W tym sensie człowiek nie jest panem własnego losu, wbrew pozorom. Procesy decyzyjne ludzi, które pchają ich w określonych kierunkach, np. medycyny, tematyki zdrowia, polityki, muzyki, czy bycia artystą, są zaplanowane ORAZ na bieżąco modyfikowane (oczywiście gdyby człowiek byłby tego faktu ŚWIADOMY, to nic by z tego mentalnego matrixa nie wyszło, ale dopóki ludzie żyją jak nieświadomi INGORANCI wink to ów manipulacyjny teatrzyk na Ziemi może nadal istnieć) - i to można określić mianem "misji" na wcielenie. Ta misja i tak jest i będzie na różne sposoby realizowana (musi tu wg. mojego rozumienia istnieć pewien margines dowolności: tzn. ktoś kto MA BYĆ przedsiębiorcą, ale boi się postawić ten krok, będzie prawdopodobnie doświadczał negatywnych wydarzeń w karierze np. w postaci nadużywającego władzy kierownika czy ciągłych problemów ze znajomymi w pracy itp.). Misją niektórych ludzi może być picie piwa w pubach, granie w gry czy oglądanie telewizji w pewnym sensie - powaznie. Mają prowadzić zwykłe życie, chować dzieci, być pracownikami systemu itd. Misją innych dla odmiany ma być rola outsidera, czasami grupowo (jak to było w przypadku hipisów) a czasami indywidualnie - co jest częste w przypadku ludzi interesujących się okultyzmem, egzorcyzmami, a czasem nawet ludzi religijnych, zamkniętych w klasztorze lub nie, ale silnie wierzących w swoją religię i przez to odizolowanych od tzw. normalnego społeczeństwa, które powiedzmy szczerze jest na bakier z religią i przyjmują czysto konformistyczną postawę: tak długo jak inni chodzą do kościoła ja będę też się tam POKAZYWAŁ, ale jeśli znajomi, rodzina itd. nie bedą, to ja też tam nie pójdę - zauważcie jak mało jest ludzi chodzących do kościoła z własnej nieprzymuszonej woli, kiedy jej/jego rodzina jest anty-katolicka wink

Wracając do postanowionego wcześniej pytania: jaka jest motywacja medyka do działania na polu zdrowia?
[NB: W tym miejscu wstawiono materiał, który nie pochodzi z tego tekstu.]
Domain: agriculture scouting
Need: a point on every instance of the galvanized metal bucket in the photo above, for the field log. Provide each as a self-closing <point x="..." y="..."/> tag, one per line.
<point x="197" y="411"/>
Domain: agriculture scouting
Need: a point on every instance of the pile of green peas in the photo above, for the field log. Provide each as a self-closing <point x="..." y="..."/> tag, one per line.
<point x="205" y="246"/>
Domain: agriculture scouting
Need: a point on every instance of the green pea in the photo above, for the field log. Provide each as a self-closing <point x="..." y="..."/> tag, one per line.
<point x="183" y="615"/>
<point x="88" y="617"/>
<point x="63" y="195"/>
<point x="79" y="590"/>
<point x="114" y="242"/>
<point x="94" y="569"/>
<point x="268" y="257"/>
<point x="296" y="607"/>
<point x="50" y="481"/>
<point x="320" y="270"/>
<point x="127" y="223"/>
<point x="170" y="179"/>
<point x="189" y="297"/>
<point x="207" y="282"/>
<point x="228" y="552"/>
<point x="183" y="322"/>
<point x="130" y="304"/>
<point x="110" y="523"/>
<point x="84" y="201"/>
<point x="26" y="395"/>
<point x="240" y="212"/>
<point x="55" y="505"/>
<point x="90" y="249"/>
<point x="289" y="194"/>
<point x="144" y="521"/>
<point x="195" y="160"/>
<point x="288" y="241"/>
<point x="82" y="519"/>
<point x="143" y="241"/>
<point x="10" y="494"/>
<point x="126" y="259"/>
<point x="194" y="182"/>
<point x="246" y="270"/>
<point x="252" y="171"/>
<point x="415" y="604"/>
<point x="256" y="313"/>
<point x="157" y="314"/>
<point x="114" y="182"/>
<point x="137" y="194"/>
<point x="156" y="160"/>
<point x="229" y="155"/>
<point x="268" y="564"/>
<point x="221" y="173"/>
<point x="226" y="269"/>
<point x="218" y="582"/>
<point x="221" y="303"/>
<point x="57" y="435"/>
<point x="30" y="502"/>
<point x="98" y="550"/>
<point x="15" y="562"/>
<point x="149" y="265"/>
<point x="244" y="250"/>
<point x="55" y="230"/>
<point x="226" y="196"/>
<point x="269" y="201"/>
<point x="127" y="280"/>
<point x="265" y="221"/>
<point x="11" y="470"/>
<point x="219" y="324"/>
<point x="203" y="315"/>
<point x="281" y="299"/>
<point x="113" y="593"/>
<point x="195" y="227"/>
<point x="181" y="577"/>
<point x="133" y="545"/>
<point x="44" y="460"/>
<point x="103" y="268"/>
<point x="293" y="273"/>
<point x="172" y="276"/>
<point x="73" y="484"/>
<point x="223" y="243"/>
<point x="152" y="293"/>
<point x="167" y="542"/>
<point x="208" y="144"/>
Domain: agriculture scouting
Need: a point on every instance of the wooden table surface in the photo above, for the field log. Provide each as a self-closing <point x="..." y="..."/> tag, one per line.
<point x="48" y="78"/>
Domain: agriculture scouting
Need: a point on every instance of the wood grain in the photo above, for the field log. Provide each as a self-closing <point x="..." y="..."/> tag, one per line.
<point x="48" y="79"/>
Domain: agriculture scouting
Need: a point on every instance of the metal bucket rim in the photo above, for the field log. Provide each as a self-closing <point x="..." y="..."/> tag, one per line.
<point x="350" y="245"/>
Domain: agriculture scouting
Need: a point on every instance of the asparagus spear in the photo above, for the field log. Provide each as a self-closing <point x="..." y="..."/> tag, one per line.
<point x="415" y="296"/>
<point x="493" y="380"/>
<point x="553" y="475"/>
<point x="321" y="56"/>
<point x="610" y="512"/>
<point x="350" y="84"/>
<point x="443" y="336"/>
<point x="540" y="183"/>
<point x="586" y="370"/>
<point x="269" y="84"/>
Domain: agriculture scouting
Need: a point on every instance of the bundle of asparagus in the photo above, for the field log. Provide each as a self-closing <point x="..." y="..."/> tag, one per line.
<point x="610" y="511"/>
Zazwyczaj są to cele osobiste, może to być na podobnej zasadzie jak w przypadku studentów psychologii: stwierdzono, że na psychologię idą głównie ludzie, którzy sami poszukują potrzeby poradzenia sobie z psychologicznymi problemami; w przypadku osób realnie działających na polu medycyny najczęśniej takimi powodami są cele finansowe, osobiste problemy zdrowotne, lub też ewentualnie kogoś z rodziny. Taka osoba nie interesuje się medycyną/zdrowiem z takich samych względów jak np. artysta tworzeniem własnych dzieł czy prywatny detektyw wybierający taki zawód ze względu na potrzebę dodania do swojego życia adrenaliny albo tarocistka, która uwielbia odczytywać los swój i innych ludzi. Tu mamy do czynienia z przymusem: nikt nie lubi stanu wojny (po za tymi, którzy wyciągają z nich osobiste korzyści np. w postaci władzy - ale tu patrz: cele osobiste), a choroba jest w zasadzie postrzegana jako stan wojny, który trzeba jak najszybciej usunać. Osoba dążąca do utrzymania zdrowia jest jak defensywny żołnierz zmuszony do obrony swojego własnego gospodarstwa przed bandą rzezimieszków (a nie np. kraju). Jak pisałem, starożytni Egipcjanie ową walkę z "wewnętrznym najeźdźcą" stawiali w znacznie szerszej perspektywie i rozumieli zależności oraz przyczyny tego, co się naprawdę dzieje. Medycy, podobnie jak wszyscy inni ludzie, "muszą" być pociągani za pewne (osobiste) haczyki w tym mentalnym matrixie przez niefizyczne wpływy - i to się dzieje codziennie i co nocy z 8 miliardami ludzi na tej planecie! Wydaje się niewyobrażalne dla kogokolwiek, kto miał do czynienia z jakimkolwiek zarządzaniem, ale jak widać jakoś ten system jednak funkcjonuje i jakoś jest zarządzany. Efekt jest taki, że ludzie MAJĄ być nieszczęśliwi, mają mieć tzw. niską wibrację, mają być pod wpływem tego szaleństwa, którego prawie nikt nie widzi, i ciągnięci jak owce na rzeź wprowadzanaego na ich oczach nowego systemu globalnego wink

I tak już dużo napisałem, a znowu mam wrażenie, że jedynie powierzchownie dotknąłem tematu. Ale jest jeszcze jedna ważna kwestia, która wielokrotnie była poruszana na tym oraz innych forach o podobnej tematyce w przeszłości: kwestia istnienia pieniędzy w naszym systemie (które są de facto głównym motywatorem osobistych celów prawie całej populacji, bez względu na to za jak "duchowych" się uważają). Ekonomia na Ziemi została zaprojektowana jako jeden z głównych elementów tego matrixa: i zaczyna się już od poziomu zwierząt (trzeba jeść żeby w ogóle przeżyć, w tym w niektórych przypadkach robić zapasy na zimę, do czego również człowiek był zmuszony przed nastaniem współczesnej ery supermarketów), a kończy na wysublimowanych, czysto wirtualnych narzędziach finansowych.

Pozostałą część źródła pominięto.